Las puertas del ascensor se abrieron en la planta del centro de mando y Elene se acercó a Damon con el rostro alterado aún por la reciente discusión.

—Los de la Central están locos de remate —dijo—. Primero les dicen a los patrones de los mercantes que tendrían que trasladarse a un refugio; luego, que pernoctarían en sus naves; y ahora resulta que los sacan de allí y mandan una patrulla de la policía para que no les permita ni acercarse. Así que están decididos a marcharse de la estación. No quieren arriesgarse a que la multitud asalte sus naves en el desorden provocado por una repentina evacuación. Si les hubiera sido posible, ya se habrían marchado todos. Saben que no sería la primera vez que Mallory recluta patrones de los mercantes a punta de pistola.

—Y tú ¿qué les has dicho?

—Que sigan en su sitio porque lo más probable es que les concedan contratos para abastecer a toda la gente que ha llegado. Pero dicen que no irán a ninguna nave de las que hay atracadas en la plataforma ni que tenga que ver con nuestra policía. Y no hay quien los convenza, al menos, de momento.
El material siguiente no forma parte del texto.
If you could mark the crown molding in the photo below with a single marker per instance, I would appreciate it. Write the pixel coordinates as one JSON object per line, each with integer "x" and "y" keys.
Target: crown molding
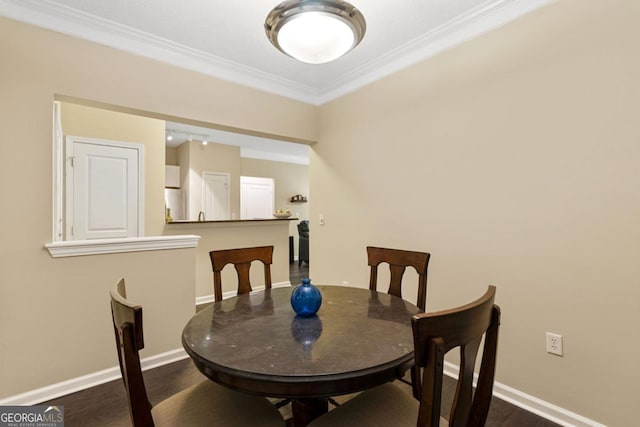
{"x": 486, "y": 17}
{"x": 482, "y": 19}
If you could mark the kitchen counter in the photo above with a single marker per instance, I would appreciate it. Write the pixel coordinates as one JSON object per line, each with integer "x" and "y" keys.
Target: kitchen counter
{"x": 224, "y": 221}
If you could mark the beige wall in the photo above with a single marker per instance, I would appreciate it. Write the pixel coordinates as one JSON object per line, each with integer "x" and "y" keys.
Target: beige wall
{"x": 79, "y": 120}
{"x": 212, "y": 158}
{"x": 237, "y": 234}
{"x": 54, "y": 314}
{"x": 513, "y": 159}
{"x": 171, "y": 156}
{"x": 290, "y": 179}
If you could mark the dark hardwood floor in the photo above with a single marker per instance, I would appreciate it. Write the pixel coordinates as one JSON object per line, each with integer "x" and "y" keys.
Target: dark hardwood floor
{"x": 106, "y": 404}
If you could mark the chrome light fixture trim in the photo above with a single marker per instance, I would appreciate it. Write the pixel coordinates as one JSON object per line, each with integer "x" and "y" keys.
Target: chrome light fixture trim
{"x": 321, "y": 46}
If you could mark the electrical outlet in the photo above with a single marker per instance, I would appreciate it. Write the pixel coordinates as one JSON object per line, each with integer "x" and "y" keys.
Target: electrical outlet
{"x": 554, "y": 344}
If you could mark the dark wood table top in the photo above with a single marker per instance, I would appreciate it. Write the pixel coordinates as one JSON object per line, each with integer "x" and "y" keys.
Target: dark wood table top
{"x": 255, "y": 343}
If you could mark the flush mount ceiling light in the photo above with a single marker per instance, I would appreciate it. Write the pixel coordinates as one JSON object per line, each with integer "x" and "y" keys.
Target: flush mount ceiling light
{"x": 315, "y": 31}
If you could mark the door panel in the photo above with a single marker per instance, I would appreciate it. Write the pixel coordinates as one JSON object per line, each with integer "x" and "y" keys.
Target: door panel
{"x": 256, "y": 197}
{"x": 103, "y": 191}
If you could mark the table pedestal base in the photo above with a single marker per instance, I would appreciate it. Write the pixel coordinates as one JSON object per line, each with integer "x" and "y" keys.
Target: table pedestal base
{"x": 306, "y": 410}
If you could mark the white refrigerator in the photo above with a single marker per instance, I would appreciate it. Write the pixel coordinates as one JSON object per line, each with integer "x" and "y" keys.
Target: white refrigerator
{"x": 174, "y": 200}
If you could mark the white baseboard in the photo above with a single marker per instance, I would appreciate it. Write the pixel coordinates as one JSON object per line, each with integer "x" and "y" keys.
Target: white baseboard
{"x": 87, "y": 381}
{"x": 531, "y": 403}
{"x": 525, "y": 401}
{"x": 209, "y": 298}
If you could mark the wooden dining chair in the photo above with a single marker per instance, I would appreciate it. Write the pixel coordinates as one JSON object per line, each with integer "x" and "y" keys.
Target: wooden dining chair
{"x": 398, "y": 261}
{"x": 203, "y": 404}
{"x": 241, "y": 259}
{"x": 435, "y": 334}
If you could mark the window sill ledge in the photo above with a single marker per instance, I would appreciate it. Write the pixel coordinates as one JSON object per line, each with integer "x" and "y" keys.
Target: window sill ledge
{"x": 115, "y": 246}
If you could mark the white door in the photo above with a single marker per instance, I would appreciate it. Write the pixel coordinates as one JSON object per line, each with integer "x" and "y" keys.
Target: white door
{"x": 104, "y": 189}
{"x": 256, "y": 197}
{"x": 216, "y": 195}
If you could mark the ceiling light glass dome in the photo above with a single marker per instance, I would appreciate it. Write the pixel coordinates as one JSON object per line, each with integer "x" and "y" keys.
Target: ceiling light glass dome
{"x": 315, "y": 31}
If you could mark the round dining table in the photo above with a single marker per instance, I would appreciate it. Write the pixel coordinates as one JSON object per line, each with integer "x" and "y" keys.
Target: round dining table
{"x": 255, "y": 343}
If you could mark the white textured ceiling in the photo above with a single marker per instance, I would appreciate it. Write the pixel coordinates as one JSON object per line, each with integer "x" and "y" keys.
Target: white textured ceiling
{"x": 226, "y": 39}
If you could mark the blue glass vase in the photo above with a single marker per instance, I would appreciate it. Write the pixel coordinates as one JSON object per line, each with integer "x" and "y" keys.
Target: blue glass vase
{"x": 306, "y": 299}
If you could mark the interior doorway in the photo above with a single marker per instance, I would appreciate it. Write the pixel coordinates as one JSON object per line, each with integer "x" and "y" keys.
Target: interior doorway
{"x": 216, "y": 197}
{"x": 256, "y": 197}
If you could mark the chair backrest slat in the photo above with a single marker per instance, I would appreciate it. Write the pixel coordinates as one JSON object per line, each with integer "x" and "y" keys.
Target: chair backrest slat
{"x": 398, "y": 261}
{"x": 437, "y": 333}
{"x": 127, "y": 325}
{"x": 241, "y": 259}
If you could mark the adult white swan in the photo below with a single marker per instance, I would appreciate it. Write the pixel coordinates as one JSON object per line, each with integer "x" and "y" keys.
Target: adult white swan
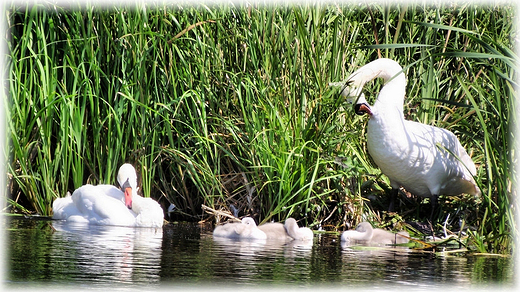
{"x": 246, "y": 229}
{"x": 425, "y": 160}
{"x": 108, "y": 205}
{"x": 365, "y": 233}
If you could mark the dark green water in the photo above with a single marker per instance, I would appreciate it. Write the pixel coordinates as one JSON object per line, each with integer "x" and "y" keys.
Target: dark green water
{"x": 48, "y": 254}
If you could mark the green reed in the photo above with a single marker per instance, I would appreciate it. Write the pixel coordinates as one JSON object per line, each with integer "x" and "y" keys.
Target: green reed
{"x": 230, "y": 105}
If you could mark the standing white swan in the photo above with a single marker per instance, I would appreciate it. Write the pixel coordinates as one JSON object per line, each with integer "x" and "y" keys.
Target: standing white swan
{"x": 365, "y": 233}
{"x": 425, "y": 160}
{"x": 246, "y": 229}
{"x": 108, "y": 205}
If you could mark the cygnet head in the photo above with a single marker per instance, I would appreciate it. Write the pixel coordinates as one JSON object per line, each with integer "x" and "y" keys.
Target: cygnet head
{"x": 296, "y": 232}
{"x": 248, "y": 221}
{"x": 127, "y": 179}
{"x": 363, "y": 232}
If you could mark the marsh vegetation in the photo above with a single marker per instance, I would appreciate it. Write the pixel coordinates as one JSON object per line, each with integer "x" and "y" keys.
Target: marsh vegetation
{"x": 229, "y": 106}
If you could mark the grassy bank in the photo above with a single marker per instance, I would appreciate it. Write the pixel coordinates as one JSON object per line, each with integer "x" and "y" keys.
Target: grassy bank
{"x": 231, "y": 105}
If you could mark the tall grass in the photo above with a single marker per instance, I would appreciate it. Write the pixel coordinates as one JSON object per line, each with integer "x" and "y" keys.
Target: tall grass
{"x": 230, "y": 105}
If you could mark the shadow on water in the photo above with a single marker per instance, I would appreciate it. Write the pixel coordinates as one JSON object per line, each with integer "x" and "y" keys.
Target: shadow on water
{"x": 51, "y": 253}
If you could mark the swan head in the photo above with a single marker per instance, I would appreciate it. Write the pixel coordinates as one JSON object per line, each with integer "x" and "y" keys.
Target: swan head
{"x": 354, "y": 95}
{"x": 127, "y": 179}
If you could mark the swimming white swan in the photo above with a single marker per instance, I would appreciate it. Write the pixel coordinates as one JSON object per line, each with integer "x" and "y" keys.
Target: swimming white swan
{"x": 298, "y": 233}
{"x": 425, "y": 160}
{"x": 246, "y": 229}
{"x": 365, "y": 233}
{"x": 108, "y": 205}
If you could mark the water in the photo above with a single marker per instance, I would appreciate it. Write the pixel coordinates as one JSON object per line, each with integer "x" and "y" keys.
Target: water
{"x": 53, "y": 254}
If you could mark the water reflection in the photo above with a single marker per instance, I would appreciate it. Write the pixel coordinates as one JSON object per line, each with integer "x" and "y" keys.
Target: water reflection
{"x": 109, "y": 253}
{"x": 188, "y": 254}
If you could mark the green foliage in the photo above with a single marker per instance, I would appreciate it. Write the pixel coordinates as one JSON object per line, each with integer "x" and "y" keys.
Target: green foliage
{"x": 230, "y": 105}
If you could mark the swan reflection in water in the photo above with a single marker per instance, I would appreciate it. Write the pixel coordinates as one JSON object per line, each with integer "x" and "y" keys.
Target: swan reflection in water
{"x": 109, "y": 253}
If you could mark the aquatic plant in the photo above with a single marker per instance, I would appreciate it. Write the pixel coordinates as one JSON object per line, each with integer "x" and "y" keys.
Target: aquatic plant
{"x": 228, "y": 106}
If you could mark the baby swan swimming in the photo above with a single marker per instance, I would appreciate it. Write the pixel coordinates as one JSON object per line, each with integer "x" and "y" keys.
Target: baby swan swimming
{"x": 366, "y": 234}
{"x": 246, "y": 229}
{"x": 296, "y": 232}
{"x": 288, "y": 231}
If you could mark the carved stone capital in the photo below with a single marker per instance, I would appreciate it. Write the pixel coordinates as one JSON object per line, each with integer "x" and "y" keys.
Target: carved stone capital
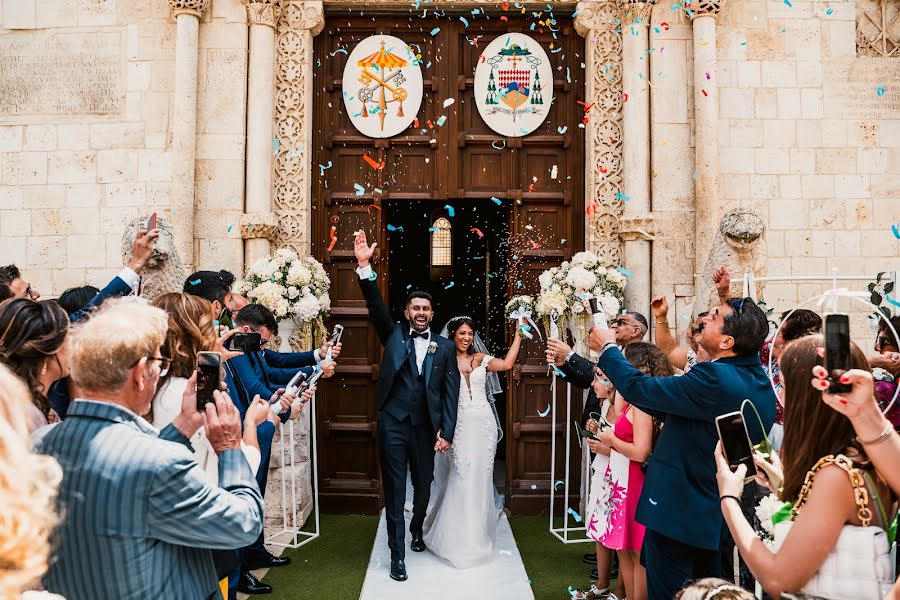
{"x": 256, "y": 226}
{"x": 637, "y": 227}
{"x": 637, "y": 11}
{"x": 263, "y": 12}
{"x": 189, "y": 7}
{"x": 705, "y": 8}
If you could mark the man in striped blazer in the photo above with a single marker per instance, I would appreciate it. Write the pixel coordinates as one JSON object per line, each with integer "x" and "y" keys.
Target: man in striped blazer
{"x": 138, "y": 519}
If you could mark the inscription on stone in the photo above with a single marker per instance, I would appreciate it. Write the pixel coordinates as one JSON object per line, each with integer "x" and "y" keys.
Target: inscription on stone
{"x": 60, "y": 74}
{"x": 862, "y": 88}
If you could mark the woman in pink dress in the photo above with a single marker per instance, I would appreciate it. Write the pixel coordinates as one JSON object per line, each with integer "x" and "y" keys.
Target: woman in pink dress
{"x": 630, "y": 441}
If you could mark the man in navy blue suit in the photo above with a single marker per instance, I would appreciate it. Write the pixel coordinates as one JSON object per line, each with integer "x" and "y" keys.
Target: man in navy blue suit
{"x": 679, "y": 503}
{"x": 416, "y": 397}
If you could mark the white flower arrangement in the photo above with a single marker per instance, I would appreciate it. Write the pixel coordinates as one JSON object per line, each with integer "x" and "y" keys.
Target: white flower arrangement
{"x": 289, "y": 286}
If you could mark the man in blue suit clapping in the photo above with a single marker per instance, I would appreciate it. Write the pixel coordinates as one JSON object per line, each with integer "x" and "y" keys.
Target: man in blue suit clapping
{"x": 679, "y": 503}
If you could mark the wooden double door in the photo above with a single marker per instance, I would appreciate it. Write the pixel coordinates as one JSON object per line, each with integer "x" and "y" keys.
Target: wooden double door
{"x": 525, "y": 195}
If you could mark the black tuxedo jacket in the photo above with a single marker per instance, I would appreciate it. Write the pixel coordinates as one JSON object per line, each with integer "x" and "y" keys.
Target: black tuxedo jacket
{"x": 441, "y": 370}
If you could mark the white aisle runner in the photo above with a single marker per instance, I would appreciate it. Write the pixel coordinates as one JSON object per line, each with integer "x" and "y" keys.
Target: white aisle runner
{"x": 433, "y": 578}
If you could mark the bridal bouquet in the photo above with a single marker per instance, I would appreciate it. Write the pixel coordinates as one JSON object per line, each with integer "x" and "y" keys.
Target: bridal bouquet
{"x": 565, "y": 291}
{"x": 291, "y": 287}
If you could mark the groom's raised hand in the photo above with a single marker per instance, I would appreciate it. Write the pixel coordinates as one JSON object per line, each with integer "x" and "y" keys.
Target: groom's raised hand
{"x": 362, "y": 249}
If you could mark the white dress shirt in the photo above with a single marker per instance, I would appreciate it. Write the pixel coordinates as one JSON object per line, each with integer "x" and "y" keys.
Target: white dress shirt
{"x": 420, "y": 343}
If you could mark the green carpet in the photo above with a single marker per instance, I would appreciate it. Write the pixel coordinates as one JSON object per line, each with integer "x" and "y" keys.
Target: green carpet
{"x": 332, "y": 566}
{"x": 551, "y": 565}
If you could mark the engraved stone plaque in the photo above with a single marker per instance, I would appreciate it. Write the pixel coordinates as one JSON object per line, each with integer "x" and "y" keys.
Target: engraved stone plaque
{"x": 862, "y": 88}
{"x": 61, "y": 74}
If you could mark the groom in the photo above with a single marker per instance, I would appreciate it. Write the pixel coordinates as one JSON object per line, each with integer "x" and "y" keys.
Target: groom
{"x": 417, "y": 395}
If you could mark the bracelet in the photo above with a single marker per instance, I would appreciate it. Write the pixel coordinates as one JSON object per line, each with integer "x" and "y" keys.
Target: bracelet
{"x": 885, "y": 433}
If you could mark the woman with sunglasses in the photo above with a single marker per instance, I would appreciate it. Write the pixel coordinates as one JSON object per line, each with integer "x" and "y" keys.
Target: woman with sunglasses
{"x": 33, "y": 346}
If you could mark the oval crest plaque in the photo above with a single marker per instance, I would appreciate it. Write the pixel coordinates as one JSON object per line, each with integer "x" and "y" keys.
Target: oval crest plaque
{"x": 382, "y": 86}
{"x": 514, "y": 85}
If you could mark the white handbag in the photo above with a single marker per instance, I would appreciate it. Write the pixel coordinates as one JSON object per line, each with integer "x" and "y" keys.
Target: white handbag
{"x": 860, "y": 566}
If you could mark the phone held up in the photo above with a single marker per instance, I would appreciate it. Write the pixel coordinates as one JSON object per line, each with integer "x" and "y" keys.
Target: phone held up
{"x": 837, "y": 351}
{"x": 209, "y": 376}
{"x": 736, "y": 441}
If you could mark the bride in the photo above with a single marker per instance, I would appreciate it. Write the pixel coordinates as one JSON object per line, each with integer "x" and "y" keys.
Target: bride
{"x": 462, "y": 524}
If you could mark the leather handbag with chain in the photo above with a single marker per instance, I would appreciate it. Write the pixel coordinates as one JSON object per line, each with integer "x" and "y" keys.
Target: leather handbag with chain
{"x": 859, "y": 567}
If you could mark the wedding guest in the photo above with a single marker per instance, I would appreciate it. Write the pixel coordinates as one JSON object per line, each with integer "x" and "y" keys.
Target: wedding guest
{"x": 135, "y": 493}
{"x": 33, "y": 346}
{"x": 845, "y": 491}
{"x": 28, "y": 488}
{"x": 678, "y": 504}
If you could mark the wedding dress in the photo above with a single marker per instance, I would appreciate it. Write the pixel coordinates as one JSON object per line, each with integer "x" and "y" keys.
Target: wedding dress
{"x": 462, "y": 524}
Elene tenía miedo. A duras penas conseguía simular una serenidad que se evidenciaba débil. Pero todos tenían miedo. Él, pasó el brazo por su hombro mientras ella rodeaba su cintura con el suyo y reclinaba su cabeza en él, sin decir nada. Elene Quen sabía muy bien lo que era ser patrón de un mercante. El carguero Estelle era suyo y fue uno de los que partió rumbo a Russell y a Mariner, viaje del que ella desistió porque creyó que era mejor quedarse con Damon en la estación. En consecuencia, se encontró en la tesitura de intentar convencer de algo en lo que ella no creía a unas tripulaciones furiosas que, tenían toda la razón y se veían obligados a estar allí, a merced de los militares. Pero Damon, veía las cosas de otro modo, y cubría su pánico con la calma y frialdad profesionales de los veteranos de las estaciones. Sabía que cuando las cosas van mal en una estación, siguen yendo mal aunque se permanezca sentado en el sillón atento a los visores y paneles de control. Si se estaba en una zona segura, era mejor quedarse allí. Si se podía ayudar en algo, debía hacerse. Y si los problemas se presentaban en la propia zona, había que continuar en ella porque no había otra salida posible. En una estación no se podía salir de estampida. No se podía echar a correr. Lo único factible era resistir y tratar de reparar las averías que se hubiesen producido. Pero los patrones de los mercantes tenían otra filosofía de la vida y reaccionaban de muy distinto modo cuando había problemas.